What does matter is that all of the force your legs used to apply to the ground must now be applied to the block. Now, if you take the time to account for all of those pesky resultant forces like $F_{cow\to you}$. When you do so, you find that the sum of forces on you, the spring, and the cow are all 0 because the resultant forces cancel everything out nicely (if they didn't we'd be accelerating). The last two resultant forces that will not have been canceled out are $F_{you\to block}$ and $F_{spring\to block}$. Since the block isn't accelerating either, these two forces are equal and opposite as well.

Now this is neat because, unlike the first example, the frictionless surface is no longer having any particularly special effect. All it's doing is holding in a 2d plane to make it easier to describe what is going on in words. We've removed virtually all of the fancy laboratory equipment, and all that is left are normal objects from the real world!

So in this case, when you push the cow outwards, it stretches the spring. The block gets pushed slightly backwards, and you and the cow push slightly forward. The entire system "gains energy," just like when you stretch a huge gym rubbber band over your head and realize just how much potential energy you stored in it (and just how inadequate your muscles are for keeping it there without it snapping back on your head).

Likewise, in your real question, when you finally get around to modeling all of the resultant forces, you'll find that lifting the cow actually pushes backwards on the earth, stretching the virtual-rubber-band of gravity. This "stretching" is the potential energy of gravity.
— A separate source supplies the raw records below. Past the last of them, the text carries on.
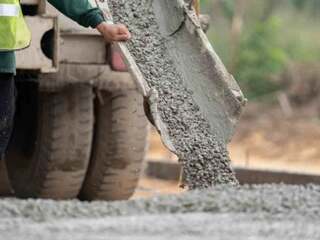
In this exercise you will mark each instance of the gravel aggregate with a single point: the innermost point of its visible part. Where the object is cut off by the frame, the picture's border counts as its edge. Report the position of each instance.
(203, 154)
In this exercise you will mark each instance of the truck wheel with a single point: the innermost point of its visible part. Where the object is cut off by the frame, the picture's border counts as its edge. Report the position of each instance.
(120, 143)
(5, 188)
(51, 143)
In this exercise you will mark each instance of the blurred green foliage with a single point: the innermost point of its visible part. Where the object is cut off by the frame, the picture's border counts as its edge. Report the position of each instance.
(273, 35)
(260, 56)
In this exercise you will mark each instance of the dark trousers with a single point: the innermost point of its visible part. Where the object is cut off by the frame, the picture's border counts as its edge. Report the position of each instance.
(7, 109)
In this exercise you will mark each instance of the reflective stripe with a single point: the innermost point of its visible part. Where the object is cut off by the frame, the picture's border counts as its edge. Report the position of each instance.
(9, 10)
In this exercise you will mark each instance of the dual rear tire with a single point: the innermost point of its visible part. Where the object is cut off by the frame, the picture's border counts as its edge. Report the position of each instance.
(51, 154)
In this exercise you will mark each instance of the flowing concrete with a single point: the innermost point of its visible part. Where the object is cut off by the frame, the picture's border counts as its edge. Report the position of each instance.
(257, 212)
(195, 102)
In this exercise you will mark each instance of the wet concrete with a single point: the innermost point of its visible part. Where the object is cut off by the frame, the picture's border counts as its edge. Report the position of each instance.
(196, 111)
(249, 212)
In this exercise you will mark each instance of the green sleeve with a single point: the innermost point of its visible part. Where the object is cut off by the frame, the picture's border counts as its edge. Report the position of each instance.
(80, 11)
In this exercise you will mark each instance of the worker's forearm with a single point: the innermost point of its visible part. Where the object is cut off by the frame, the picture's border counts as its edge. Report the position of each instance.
(80, 11)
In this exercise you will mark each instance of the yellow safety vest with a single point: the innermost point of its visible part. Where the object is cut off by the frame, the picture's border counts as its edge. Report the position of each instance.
(14, 32)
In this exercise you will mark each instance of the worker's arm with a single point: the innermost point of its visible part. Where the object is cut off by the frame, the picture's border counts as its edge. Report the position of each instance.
(83, 13)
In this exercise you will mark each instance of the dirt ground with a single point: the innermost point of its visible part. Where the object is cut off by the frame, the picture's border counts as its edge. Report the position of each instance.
(267, 138)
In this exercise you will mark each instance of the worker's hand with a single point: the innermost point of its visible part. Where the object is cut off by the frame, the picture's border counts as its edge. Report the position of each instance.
(114, 32)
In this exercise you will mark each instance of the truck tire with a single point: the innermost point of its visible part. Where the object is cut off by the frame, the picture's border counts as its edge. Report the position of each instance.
(5, 187)
(51, 143)
(119, 147)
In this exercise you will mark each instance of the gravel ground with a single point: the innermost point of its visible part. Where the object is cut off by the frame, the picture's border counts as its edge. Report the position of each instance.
(249, 212)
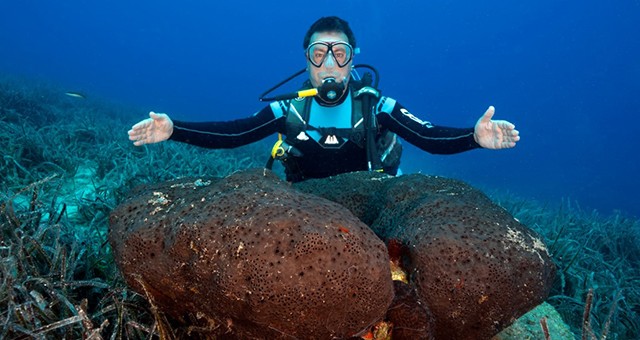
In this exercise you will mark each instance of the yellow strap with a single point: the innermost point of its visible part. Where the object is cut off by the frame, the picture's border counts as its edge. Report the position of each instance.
(277, 149)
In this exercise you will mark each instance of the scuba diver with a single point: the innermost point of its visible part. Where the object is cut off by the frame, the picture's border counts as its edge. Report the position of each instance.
(337, 123)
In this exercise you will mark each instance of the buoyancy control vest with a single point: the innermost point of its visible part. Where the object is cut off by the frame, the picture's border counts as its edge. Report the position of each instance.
(383, 147)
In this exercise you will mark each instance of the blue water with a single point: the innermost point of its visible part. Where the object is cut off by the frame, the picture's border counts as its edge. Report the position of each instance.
(567, 73)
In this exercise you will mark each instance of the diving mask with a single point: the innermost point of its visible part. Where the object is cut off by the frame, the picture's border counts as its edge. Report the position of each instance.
(319, 51)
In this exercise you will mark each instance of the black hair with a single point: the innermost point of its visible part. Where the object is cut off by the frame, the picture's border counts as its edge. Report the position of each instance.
(330, 24)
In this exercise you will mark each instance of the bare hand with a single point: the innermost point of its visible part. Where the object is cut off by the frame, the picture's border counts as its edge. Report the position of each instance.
(495, 134)
(157, 128)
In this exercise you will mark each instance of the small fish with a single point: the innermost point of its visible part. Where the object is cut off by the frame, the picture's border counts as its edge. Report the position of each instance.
(75, 95)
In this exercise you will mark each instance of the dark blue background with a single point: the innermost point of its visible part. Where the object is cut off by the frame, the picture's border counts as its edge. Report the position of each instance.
(567, 73)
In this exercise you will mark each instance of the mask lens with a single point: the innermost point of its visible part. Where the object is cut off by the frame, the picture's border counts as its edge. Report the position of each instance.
(318, 51)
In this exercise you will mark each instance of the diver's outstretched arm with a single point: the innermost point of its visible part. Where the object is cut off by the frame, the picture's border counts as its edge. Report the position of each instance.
(495, 134)
(157, 128)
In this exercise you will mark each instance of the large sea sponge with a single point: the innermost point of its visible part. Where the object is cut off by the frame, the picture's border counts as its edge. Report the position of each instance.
(474, 266)
(252, 257)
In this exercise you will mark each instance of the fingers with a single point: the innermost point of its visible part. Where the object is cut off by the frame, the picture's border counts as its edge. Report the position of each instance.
(488, 114)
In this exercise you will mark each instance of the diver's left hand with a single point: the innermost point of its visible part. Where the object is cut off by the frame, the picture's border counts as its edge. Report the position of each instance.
(495, 134)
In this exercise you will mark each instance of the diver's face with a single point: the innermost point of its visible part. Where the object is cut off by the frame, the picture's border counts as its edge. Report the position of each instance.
(329, 67)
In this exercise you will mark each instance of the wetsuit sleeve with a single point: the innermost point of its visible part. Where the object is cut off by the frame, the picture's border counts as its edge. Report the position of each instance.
(229, 134)
(428, 137)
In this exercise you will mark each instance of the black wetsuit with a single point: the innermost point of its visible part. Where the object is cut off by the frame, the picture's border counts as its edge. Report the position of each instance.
(324, 153)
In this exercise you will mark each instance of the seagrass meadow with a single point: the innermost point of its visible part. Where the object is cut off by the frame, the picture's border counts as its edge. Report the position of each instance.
(66, 164)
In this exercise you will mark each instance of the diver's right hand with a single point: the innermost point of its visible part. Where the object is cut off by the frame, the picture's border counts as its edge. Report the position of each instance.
(157, 128)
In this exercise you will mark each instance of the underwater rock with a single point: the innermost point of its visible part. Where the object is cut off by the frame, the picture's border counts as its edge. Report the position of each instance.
(251, 257)
(474, 266)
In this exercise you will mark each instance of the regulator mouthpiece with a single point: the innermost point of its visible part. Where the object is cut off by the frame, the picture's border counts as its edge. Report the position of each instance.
(331, 91)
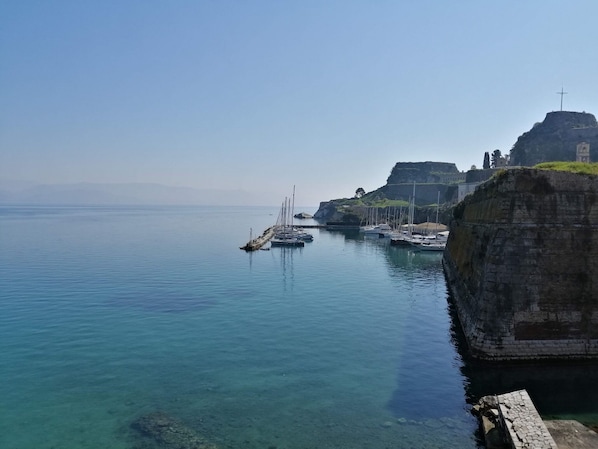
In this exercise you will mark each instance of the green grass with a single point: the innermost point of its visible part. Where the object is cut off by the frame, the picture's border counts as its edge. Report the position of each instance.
(573, 167)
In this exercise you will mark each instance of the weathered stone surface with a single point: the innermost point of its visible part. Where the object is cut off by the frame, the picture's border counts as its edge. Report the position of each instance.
(522, 264)
(510, 420)
(570, 434)
(169, 433)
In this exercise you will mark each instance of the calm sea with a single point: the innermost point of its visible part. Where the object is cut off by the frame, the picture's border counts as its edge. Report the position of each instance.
(112, 313)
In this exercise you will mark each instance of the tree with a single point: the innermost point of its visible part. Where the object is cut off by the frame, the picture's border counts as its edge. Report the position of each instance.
(496, 156)
(486, 165)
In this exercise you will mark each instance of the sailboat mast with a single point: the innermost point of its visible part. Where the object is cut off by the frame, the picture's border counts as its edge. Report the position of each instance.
(293, 208)
(437, 207)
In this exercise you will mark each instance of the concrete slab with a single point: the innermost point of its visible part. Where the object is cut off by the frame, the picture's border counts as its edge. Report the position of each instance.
(571, 434)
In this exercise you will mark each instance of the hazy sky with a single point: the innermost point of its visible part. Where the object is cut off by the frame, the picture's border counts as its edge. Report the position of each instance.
(264, 95)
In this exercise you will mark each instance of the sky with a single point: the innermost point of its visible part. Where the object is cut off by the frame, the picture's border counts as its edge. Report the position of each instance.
(263, 95)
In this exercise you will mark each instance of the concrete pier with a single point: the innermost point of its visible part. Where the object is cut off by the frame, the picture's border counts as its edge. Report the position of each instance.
(258, 242)
(511, 421)
(523, 424)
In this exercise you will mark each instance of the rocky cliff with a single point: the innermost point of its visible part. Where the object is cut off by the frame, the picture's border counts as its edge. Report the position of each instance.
(522, 265)
(555, 139)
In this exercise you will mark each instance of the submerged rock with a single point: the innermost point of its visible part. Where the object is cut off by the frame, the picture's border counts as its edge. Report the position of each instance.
(169, 433)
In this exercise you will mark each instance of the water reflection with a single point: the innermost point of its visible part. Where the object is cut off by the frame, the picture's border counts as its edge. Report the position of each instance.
(559, 389)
And this is what happens when you let go, and all of the gravitational potential energy snap back.

Answer 3

No that's not right. a work can be calculated for each force individually. you are mixing it with the equation between work and energy that says:

$$W = \Delta K \quad \text{K is kinetic energy}$$

but this work is actually the work of the overall force on the object. the work done by earth gravity force and your force is zero. But each is doing some work individually. you are doing some positive amount of work and the earth is doing it in the same amount but in negative sign.

Answer 4

It is zero; think of the conservation of energy. Actually, because of this law, all force's work on an object will be equal to only its change of kinetic energy (at least in the Newtonian physic), and in this case this is zero. We use the potential energies to ease up the calculations (so you don't have to calculate all times i.e. the Coulomb-force's work): they are some kind of a "reverse work" - the amount of the energy can be gained in the future. By definition: the gravitational potential energy is the work of the gravitational force while it takes the object from height $h$ compared to the zero point to the zero point. This is the opposite of the gravitational work in our case. But this can not be used when you count with the force's work since in this way you would count it twice: you can either use $$W_F +W_{\text{grav}} = 0 \quad \text{or} \quad W_F = E_\text{grav.pot}$$ but never $$W_F + W_\text{grav} =E_\text{grav.pot}$$.

Answer 5

Yes, the net force is zero. But that doesn't mean you are doing no work "against gravity".

That the system is in stable equilibrium, does indicate that the kinetic energy is constant. You are changing the configuration of the system- its state of position - against a field where the force is given by the gradient of potential energy ie. $$ \mathbf{F} = -\nabla U$$. So, you have to do work against the field concerned so as to change the state. If the system had changed its velocity, that only meant you were doing extra work for executing the change in kinetic energy.